Perceive follows those who use their work to look at the world. Some later analyze this data, while others, such as artist Dan Tapper, value the raw observations. Tapper’s bespoke Machines to Listen to the Sky track electromagnetic sounds in the world’s ionosphere. Collect describes different projects of information recording, including Elaine Ayers’ piece on colour coding in botany—a work that expresses the complications that arise from the deterioration of material samples and information over time. The projects in Translate relay information, including Project Gnomo, a solar clock created by University of Waterloo assistant professor Jonathan Enns that keeps time in digital script, tying together the physical and virtual. The final journal, Disperse, identifies projects involved in the spread of information. It includes the work of Jon Beck, whose surreptitious 3D scans of museum artifacts aim to freely share cultural artefacts with global audiences.

Deviant Devices is a compact yet direct series—highlighting people who have a compelling view of their surroundings, want to gain a further understanding of it, and finally, are moved to share that information with others. 

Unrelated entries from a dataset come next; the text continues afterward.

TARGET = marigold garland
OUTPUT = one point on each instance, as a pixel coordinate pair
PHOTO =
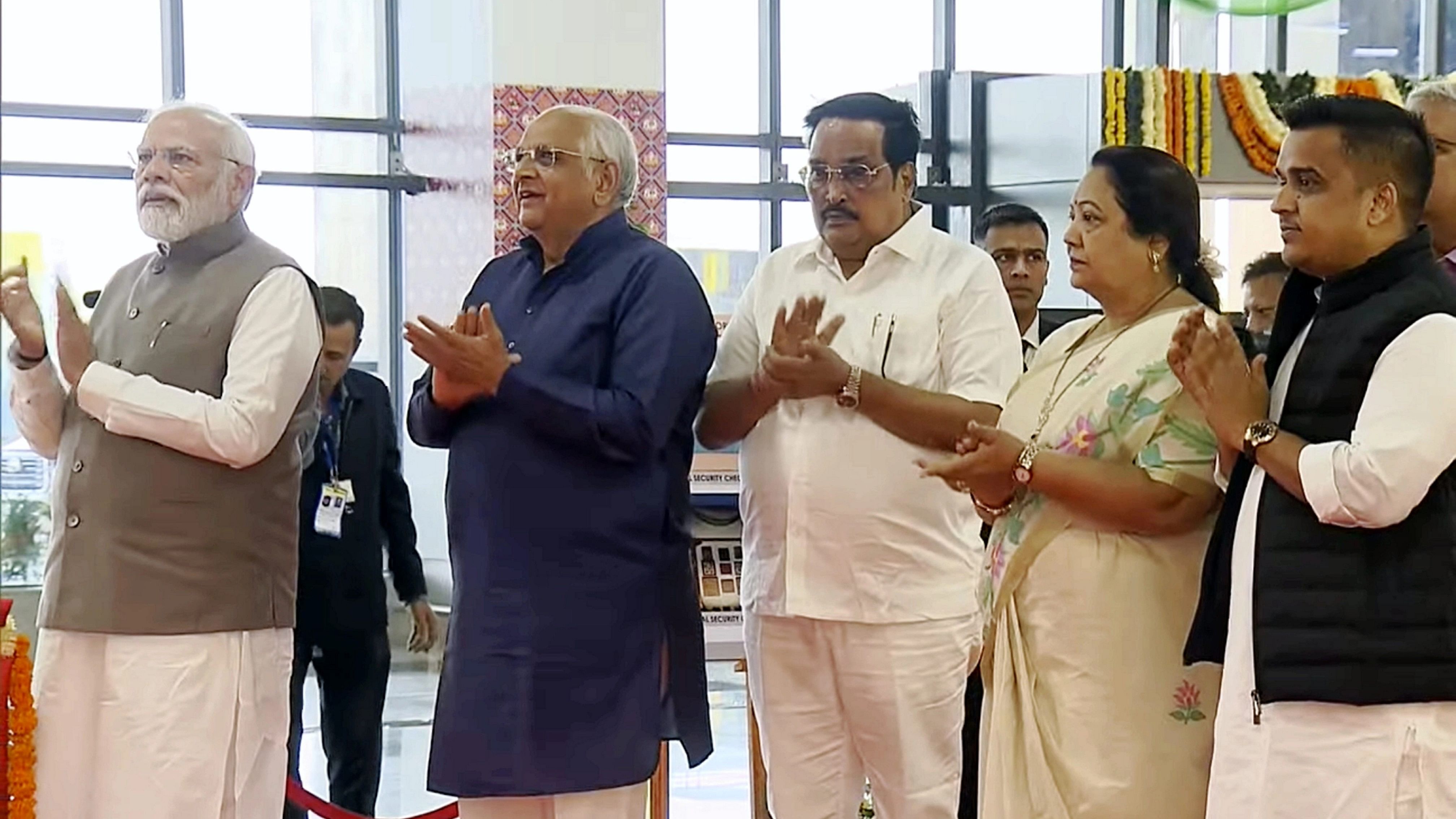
(1190, 91)
(1173, 110)
(1122, 108)
(1244, 127)
(21, 760)
(1205, 124)
(1175, 121)
(1148, 121)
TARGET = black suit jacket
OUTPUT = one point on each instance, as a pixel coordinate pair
(341, 581)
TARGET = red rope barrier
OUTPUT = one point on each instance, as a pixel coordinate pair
(312, 803)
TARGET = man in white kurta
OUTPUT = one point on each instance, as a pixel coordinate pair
(860, 575)
(168, 725)
(1381, 755)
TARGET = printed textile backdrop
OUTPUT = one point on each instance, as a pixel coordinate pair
(643, 113)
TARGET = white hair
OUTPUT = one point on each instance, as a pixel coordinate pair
(610, 140)
(1435, 91)
(236, 146)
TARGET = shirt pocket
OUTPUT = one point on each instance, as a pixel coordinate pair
(180, 354)
(906, 347)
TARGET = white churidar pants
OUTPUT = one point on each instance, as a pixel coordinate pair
(842, 702)
(190, 727)
(615, 803)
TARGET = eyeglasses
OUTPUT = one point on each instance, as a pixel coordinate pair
(1007, 260)
(858, 177)
(544, 156)
(180, 161)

The Collective’s most recent publication, The Edit, returns to an exploration of the book-a-zine format. It centres the voices of the marginalized, including immigrants, victims of racialized crime, Indigenous groups, and aging populations. The publication explores what “edits”—changes to the built world enacted by conflicting powers—have affected the experiences of these communities. How can those with little agency in the built environment begin, in turn, to “edit” their boundaries, creating a sense of place and greater autonomy for themselves? 

The texts in this issue highlight the importance of building relationships and processes, rather than developing pre-determined solutions—in effect, providing the opportunity for future edits. Amina Lalor’s interview with four editors from the University of Manitoba publication Voices of the Land: Indigenous Design and Planning from the Prairies is particularly powerful. All five individuals note that institutional spaces didn’t acknowledge their Indigenous identities. Founding the Indigenous Design and Planning Student Association and releasing this publication created a space for their presence in the discipline, and has helped make new room for Indigenous youth interested in design. 

The Edit explores new ways of communicating, encouraging the reader to fill out worksheets, remove pages, and post material into their own spaces. As a whole, the issue showcases the need to acknowledge earlier, painful drafts of society—and allows readers to become editors of a more compassionate future.

Christian Maidankine is a Master’s candidate in the Department of Architectural Science at Toronto Metropolitan University.